4. Answer questions accurately

Don’t sugar coat answers or avoid answering difficult questions. A parent’s inconsistent behavior can create a chaotic and uncomfortable environment for a child. Violence, family tension and rapid change can create shame for a child. Children are very good at finding ways to believe some of these situations are their fault. Some kids respond by withdrawing to avoid attention, while others might act out to attract attention.

Unpredictability causes children to ask questions. Elementary age children are interested in the hows and whys. They might ask why their parent seems sleepy or angry, or they might be confused about why their parent doesn’t show up when they say they will.

Answer their questions as they are asked, but don’t give more information than is developmentally appropriate. Use examples a child can understand based on their experiences in the world. After you have answered the question, reflect the conversation back to the child and ask how they are feeling.

5. Talk about feelings, even uncomfortable ones

As children age, they learn to internalize their emotions. Talking about feelings often can help them cope and avoid internalized feelings of shame and guilt. Kids need to be frequently reminded they are loved and safe. They need to know it is not their fault their parent drinks alcohol and there is nothing they can do to make the parent stop drinking.

Your child will have feelings other people might categorize as negative, like sadness, anger and disappointment. These feelings are just feelings, and are neither good nor bad. You can help by acknowledging your child’s feeling. You might say, “I see you are angry.” Then, validate the feeling. “I understand you’re mad your dad didn’t make it to your recital.” Offer a hug or other support and ask if there’s anything you can do to help your child further process the feeling.

6. Focus on your child’s physical health and mental health

The chaos of living with a parent can negatively impact a child’s physical health. If the child is also experiencing the divorce or separation of their parents, finances are usually impacted.

During this time, children might eat more junk food and have less access to fresh fruit and vegetables. Parents might have to work longer hours or spend time in therapy or at support groups, reducing the amount of time they can cook nutritious meals and engage the kids in physical activity. Keeping nutrition and exercise a priority in your kid’s life can reinforce a sense of safety and security in addition to keeping them healthy.

7. Nourish your child’s spirit with fun, laughter and creativity

Children of parents who abuse alcohol often grow up too fast. They have big worries and big responsibilities and often miss out on the joys of childhood.
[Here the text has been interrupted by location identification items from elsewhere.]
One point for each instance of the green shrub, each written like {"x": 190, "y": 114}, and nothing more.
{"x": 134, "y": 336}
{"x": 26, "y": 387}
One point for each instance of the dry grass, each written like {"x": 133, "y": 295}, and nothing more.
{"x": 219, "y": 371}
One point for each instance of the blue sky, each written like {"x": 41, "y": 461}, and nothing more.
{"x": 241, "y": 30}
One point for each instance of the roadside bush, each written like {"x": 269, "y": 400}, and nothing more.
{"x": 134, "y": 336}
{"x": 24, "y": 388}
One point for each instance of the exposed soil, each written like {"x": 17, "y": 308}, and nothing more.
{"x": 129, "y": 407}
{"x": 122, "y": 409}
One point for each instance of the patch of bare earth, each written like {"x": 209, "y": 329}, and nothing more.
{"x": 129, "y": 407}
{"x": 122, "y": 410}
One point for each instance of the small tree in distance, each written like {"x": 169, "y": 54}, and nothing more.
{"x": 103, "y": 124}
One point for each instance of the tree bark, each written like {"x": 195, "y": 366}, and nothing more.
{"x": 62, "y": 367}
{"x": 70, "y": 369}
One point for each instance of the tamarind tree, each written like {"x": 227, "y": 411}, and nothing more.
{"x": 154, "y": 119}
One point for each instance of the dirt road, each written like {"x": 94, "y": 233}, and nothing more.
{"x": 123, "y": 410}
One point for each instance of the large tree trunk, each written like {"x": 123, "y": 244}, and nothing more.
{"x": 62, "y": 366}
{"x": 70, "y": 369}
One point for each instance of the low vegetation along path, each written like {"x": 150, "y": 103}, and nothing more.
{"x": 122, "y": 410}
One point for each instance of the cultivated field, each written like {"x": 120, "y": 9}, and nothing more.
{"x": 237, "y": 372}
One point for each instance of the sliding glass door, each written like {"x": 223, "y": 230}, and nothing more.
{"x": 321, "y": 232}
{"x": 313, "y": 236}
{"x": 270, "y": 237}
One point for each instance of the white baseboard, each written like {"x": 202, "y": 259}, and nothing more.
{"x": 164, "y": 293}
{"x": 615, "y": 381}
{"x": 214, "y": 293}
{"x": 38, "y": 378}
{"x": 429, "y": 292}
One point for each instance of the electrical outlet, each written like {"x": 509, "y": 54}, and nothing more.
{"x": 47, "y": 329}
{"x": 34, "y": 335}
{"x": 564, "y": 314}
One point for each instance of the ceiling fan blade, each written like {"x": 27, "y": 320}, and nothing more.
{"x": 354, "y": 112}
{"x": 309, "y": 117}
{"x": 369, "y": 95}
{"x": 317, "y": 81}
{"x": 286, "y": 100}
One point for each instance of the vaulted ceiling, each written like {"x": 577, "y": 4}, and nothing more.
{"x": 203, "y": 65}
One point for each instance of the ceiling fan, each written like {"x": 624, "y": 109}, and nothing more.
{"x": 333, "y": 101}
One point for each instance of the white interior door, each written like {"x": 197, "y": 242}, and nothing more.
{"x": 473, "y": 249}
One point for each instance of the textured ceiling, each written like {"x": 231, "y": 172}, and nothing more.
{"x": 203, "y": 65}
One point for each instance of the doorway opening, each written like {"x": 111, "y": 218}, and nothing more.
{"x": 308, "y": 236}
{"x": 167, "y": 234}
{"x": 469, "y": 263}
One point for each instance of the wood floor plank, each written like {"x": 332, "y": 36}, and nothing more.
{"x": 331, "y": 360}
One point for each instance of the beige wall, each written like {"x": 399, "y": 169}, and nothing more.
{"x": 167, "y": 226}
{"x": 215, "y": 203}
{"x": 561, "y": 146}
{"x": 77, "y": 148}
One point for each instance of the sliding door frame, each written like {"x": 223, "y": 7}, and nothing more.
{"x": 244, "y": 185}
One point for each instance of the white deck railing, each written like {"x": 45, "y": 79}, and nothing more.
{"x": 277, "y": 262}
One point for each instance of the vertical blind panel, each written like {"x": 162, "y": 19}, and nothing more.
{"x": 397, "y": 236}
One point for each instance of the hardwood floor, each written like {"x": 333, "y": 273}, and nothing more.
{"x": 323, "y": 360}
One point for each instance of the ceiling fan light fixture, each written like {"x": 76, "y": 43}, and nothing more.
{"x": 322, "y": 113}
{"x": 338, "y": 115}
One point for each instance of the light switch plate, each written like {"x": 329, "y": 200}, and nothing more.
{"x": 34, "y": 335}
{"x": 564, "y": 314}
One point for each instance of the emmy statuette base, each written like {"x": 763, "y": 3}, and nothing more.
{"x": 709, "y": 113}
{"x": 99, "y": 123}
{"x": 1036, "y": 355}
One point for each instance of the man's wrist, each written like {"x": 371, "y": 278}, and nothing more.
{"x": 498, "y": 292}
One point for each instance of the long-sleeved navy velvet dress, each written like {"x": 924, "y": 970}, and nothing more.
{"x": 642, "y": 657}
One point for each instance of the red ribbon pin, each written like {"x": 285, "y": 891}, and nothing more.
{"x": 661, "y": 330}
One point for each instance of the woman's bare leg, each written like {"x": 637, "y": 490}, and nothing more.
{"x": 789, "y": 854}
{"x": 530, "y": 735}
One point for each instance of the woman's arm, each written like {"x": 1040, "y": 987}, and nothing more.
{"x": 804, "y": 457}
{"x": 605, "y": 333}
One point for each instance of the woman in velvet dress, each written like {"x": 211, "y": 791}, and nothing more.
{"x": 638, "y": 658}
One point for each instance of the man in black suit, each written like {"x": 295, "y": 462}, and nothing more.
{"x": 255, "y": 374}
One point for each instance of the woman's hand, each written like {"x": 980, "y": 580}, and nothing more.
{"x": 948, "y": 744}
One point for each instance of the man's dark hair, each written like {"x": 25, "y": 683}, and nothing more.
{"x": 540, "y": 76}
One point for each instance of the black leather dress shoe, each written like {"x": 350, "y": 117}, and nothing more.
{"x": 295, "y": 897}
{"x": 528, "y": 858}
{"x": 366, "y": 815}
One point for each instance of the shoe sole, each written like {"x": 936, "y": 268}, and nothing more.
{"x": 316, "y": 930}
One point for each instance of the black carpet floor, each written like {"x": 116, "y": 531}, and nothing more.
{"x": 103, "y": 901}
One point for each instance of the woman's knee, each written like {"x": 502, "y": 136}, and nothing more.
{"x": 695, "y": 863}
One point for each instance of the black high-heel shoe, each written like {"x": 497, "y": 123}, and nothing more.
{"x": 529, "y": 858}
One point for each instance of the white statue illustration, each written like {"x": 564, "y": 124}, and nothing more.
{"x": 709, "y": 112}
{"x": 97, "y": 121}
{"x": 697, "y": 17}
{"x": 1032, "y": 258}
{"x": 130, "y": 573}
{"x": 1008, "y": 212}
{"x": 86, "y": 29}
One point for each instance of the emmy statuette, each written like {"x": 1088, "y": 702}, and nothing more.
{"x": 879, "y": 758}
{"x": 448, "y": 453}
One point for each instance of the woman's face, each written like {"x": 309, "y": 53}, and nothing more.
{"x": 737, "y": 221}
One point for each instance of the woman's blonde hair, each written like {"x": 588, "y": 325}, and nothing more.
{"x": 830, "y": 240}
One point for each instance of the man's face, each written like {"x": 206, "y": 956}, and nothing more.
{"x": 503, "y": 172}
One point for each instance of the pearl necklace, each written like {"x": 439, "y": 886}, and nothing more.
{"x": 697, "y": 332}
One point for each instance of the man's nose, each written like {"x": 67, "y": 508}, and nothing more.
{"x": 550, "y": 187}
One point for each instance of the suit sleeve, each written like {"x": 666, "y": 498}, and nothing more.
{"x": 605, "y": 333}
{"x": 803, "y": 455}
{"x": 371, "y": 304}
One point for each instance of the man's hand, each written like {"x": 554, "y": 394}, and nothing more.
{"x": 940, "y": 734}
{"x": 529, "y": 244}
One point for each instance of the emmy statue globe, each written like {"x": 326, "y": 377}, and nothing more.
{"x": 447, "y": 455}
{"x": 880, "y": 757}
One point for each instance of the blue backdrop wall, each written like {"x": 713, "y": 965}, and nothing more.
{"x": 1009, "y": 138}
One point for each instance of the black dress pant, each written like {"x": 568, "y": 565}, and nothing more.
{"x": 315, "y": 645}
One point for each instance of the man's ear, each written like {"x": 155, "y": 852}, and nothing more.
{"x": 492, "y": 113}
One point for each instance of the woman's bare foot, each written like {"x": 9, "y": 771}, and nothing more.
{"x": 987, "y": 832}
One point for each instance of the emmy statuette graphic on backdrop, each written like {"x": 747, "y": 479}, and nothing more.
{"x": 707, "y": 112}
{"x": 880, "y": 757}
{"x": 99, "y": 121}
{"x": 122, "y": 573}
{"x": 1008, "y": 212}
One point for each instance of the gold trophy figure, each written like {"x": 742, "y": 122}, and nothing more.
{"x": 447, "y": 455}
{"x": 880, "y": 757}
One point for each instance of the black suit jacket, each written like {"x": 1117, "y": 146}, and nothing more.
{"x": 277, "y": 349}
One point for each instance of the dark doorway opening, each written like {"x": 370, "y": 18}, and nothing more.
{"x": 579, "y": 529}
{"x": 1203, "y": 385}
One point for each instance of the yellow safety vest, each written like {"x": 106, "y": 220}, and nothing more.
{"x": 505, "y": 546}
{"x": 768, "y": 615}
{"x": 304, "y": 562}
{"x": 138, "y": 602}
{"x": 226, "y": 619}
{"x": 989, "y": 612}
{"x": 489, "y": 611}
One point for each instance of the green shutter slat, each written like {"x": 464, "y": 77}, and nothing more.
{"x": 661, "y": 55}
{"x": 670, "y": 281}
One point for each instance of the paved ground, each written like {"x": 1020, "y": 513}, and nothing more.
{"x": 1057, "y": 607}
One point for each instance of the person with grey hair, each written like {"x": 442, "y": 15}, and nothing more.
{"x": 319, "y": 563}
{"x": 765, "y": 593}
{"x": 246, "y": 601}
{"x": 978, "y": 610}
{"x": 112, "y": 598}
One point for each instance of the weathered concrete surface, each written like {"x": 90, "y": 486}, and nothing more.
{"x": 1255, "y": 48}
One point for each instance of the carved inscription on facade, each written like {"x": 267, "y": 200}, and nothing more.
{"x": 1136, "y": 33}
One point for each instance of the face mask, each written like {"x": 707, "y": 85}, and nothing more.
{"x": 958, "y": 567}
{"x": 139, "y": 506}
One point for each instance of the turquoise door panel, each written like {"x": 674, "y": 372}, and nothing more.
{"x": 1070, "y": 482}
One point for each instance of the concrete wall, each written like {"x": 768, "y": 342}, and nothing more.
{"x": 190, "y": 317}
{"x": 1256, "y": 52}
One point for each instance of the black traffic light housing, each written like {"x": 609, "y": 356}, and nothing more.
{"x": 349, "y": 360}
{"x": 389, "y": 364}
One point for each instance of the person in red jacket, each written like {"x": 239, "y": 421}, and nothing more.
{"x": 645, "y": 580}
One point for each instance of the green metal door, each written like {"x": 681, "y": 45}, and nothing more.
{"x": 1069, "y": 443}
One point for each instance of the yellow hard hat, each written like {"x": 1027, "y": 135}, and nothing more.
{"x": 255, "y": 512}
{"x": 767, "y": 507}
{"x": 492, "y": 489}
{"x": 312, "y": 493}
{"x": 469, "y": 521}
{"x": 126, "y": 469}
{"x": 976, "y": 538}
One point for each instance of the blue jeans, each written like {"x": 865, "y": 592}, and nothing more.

Within all the chaos and stress of addiction, your child still needs those carefree childhood moments to thrive and develop.

Enroll your child’s teachers and coaches in this goal. Let them know there are a lot of big feelings at home and you need your child to be free to play, laugh and create as much as possible. Keep up playdates and extracurricular activities that can bring out joy in your child. Remember to smile and laugh when at home with your child (it will be good for you, too).

Co-Parenting with Addiction

When a person is addicted to alcohol, they prioritize drinking over family and children, leaving the other parent to pick up the slack. No parent wants to be in this position or ever planned for it, and it’s not fair. It’s tough to feel like you have to protect your child from the actions of their other parent.

You can help your child through this rough time by first helping yourself. Get yourself and your child to therapy and support groups. Make time for both of you to do the things you enjoy. Continue to show your child love through your actions and words.

Keep in mind that all people process events in unique ways and on their own timeline. Just because your child acts out now, or in several years, doesn’t mean you did anything wrong. Issues related to the parent’s alcoholism may arise down the road when you least expect it. If this happens, revisit the strategies you first used that you found helpful. Take time often to reflect on how you’re feeling, and remind yourself often that you’re a good parent and you’re doing a good job.